Daniel McKernan v. Secretary of Health and Human Services

12 F.3d 213

NOTICE: Sixth Circuit Rule 24(c) states that citation of unpublished dispositions is disfavored except for establishing res judicata, estoppel, or the law of the case and requires service of copies of cited unpublished dispositions of the Sixth Circuit.
Daniel McKERNAN, Plaintiff-Appellant,
v.
SECRETARY OF HEALTH AND HUMAN SERVICES, Defendant-Appellee.

No. 93-2028.

United States Court of Appeals, Sixth Circuit.

Dec. 6, 1993.

Before: KEITH and NORRIS, Circuit Judges, and ENGEL, Senior Circuit Judge.

1

Daniel McKernan, a pro se social security claimant, appeals a district court judgment affirming the Secretary's denial of his application for disability insurance benefits. The case has been referred to a panel of the court pursuant to Rule 9(a), Rules of the Sixth Circuit. The parties have waived oral argument and this panel unanimously agrees that oral argument is not needed. Fed.R.App.P. 34(a).

2

Based on a prior application for benefits, McKernan was granted a closed period of disability for a back problem from August 27, 1985, to January 9, 1987. He then filed his current application for benefits on November 21, 1990, alleging a disability since May 14, 1987, also due to a back problem. He last met the disability insured status requirements for purposes of entitlement to disability insurance benefits on December 31, 1991.

3

An administrative law judge (ALJ) determined that McKernan had the residual functional capacity (RFC) to perform work that does not require prolonged sitting, standing or walking, lifting more than ten pounds, performing vigorous movements and regularly manipulating hand and foot controls. Relying on the medical-vocational guidelines and the testimony of a vocational expert, the ALJ found that there was a significant number of jobs in the national economy that McKernan could perform and that he was not disabled. After McKernan submitted new evidence to the Appeals Council for its consideration, his request for review was denied.

4

McKernan then sought judicial review of the Secretary's decision.
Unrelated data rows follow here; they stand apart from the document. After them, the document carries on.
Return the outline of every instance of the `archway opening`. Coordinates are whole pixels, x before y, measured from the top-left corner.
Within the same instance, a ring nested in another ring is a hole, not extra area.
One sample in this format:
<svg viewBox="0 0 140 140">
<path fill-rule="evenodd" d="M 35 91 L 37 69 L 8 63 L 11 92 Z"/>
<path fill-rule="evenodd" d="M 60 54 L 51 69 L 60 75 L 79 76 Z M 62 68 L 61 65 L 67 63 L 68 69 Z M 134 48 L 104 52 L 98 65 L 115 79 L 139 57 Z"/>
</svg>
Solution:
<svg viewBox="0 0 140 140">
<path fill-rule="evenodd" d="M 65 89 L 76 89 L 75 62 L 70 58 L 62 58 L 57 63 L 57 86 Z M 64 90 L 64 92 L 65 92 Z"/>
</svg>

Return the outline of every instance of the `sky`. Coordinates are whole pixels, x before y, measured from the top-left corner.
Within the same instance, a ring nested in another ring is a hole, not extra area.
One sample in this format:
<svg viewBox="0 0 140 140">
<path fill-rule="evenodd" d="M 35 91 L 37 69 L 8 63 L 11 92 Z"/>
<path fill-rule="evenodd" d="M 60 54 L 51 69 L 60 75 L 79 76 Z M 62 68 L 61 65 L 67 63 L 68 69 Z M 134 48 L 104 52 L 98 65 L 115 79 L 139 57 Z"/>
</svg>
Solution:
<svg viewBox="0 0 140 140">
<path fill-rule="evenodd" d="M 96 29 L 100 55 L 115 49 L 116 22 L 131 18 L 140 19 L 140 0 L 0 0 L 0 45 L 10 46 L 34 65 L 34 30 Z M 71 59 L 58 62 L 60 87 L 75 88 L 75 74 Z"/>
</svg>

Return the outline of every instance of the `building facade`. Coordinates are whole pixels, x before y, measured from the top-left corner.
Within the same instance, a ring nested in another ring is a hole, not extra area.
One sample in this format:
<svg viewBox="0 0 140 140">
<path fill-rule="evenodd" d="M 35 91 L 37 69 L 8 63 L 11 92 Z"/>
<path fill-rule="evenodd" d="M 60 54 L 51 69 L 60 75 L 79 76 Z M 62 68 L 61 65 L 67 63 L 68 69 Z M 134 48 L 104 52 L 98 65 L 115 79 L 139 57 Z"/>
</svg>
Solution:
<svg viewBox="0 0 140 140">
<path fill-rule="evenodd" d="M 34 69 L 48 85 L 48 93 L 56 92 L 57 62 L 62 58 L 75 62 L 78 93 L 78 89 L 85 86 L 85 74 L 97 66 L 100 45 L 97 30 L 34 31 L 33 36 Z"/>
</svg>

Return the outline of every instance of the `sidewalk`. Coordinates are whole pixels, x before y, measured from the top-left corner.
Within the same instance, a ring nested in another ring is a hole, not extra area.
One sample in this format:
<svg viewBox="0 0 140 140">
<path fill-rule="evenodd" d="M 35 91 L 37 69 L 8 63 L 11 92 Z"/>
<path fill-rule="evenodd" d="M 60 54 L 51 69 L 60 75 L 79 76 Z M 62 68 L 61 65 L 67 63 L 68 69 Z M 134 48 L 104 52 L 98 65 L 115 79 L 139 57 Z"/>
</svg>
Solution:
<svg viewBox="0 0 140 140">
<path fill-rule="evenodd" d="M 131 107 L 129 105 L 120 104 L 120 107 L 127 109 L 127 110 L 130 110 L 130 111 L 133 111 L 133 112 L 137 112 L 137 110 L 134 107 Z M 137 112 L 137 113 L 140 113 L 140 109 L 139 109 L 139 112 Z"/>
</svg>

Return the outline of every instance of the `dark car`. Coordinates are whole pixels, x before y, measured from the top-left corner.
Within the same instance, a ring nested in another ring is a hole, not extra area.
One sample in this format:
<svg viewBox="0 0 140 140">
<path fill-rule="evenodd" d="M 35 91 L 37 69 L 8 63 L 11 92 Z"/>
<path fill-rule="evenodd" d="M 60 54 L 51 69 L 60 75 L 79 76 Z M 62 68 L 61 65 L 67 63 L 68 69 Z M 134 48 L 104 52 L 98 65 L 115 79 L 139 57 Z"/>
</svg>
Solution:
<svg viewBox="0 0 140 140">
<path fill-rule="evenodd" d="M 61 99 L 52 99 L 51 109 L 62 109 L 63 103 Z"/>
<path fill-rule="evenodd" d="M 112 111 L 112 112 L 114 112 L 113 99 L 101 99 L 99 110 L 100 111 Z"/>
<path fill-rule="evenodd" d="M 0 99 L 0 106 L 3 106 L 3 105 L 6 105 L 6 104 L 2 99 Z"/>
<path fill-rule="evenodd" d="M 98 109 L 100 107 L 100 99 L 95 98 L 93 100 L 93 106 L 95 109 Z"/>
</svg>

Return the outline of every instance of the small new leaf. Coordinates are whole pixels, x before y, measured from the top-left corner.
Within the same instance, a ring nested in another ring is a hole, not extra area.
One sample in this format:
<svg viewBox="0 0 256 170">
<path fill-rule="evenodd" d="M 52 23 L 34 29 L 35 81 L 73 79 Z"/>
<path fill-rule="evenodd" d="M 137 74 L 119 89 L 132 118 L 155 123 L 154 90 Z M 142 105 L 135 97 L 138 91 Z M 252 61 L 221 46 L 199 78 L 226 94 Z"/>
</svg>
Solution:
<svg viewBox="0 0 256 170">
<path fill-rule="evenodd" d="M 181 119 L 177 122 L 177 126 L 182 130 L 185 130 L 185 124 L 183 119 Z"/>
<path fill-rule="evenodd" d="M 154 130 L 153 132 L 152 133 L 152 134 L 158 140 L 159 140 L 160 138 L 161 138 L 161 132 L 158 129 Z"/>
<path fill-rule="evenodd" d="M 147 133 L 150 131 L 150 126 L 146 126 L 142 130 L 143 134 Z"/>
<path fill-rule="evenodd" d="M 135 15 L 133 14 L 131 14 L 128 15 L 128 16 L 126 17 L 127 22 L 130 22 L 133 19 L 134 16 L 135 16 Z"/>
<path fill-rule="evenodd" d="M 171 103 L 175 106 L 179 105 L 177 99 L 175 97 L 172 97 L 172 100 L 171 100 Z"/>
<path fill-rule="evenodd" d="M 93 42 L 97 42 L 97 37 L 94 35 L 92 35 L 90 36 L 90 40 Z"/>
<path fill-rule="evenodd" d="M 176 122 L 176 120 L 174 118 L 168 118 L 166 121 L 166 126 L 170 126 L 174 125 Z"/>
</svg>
A magistrate judge recommended granting summary judgment in favor of the Secretary. After de novo review in light of McKernan's objections, the district court accepted the magistrate judge's recommendation and dismissed the case.

5

McKernan's pro se brief is construed as arguing that the Secretary's decision is not supported by substantial evidence because the ALJ improperly evaluated his complaints of pain, did not take into account his depression, sleep disorder and hypertension, and, as a result, posed an insufficient hypothetical question to the vocational expert.

6

Initially, it is noted that a court may remand a case to the Secretary for consideration of additional evidence submitted after an ALJ's decision at any time, but only upon showing that there is new evidence which is material and that there is good cause for the claimant's failure to incorporate such evidence into the record in a prior proceeding. Melkonyan v. Sullivan, 111 S.Ct. 2157, 2163-64 (1991); Cotton v. Sullivan, No. 92-6392, 1993 WL 304394, at * 4 (6th Cir. Aug. 13, 1993). McKernan has not shown that the new evidence submitted to the Appeals Council was material, nor has he shown good cause why evidence of his alleged mental impairment was not submitted prior to the ALJ issuing his decision. A remand is not warranted based on the circumstances of this case.

7

Upon review, we conclude that substantial evidence exists to support the Secretary's decision denying disability benefits. Brainard v. Secretary of Health and Human Servs., 889 F.2d 679, 681 (6th Cir.1989) (per curiam). The ALJ properly evaluated McKernan's complaints of pain in accordance with Duncan v. Secretary of Health and Human Servs., 801 F.2d 847, 853 (6th Cir.1986).

8

Accordingly, we affirm the district court's judgment. Rule 9(b)(3), Rules of the Sixth Circuit.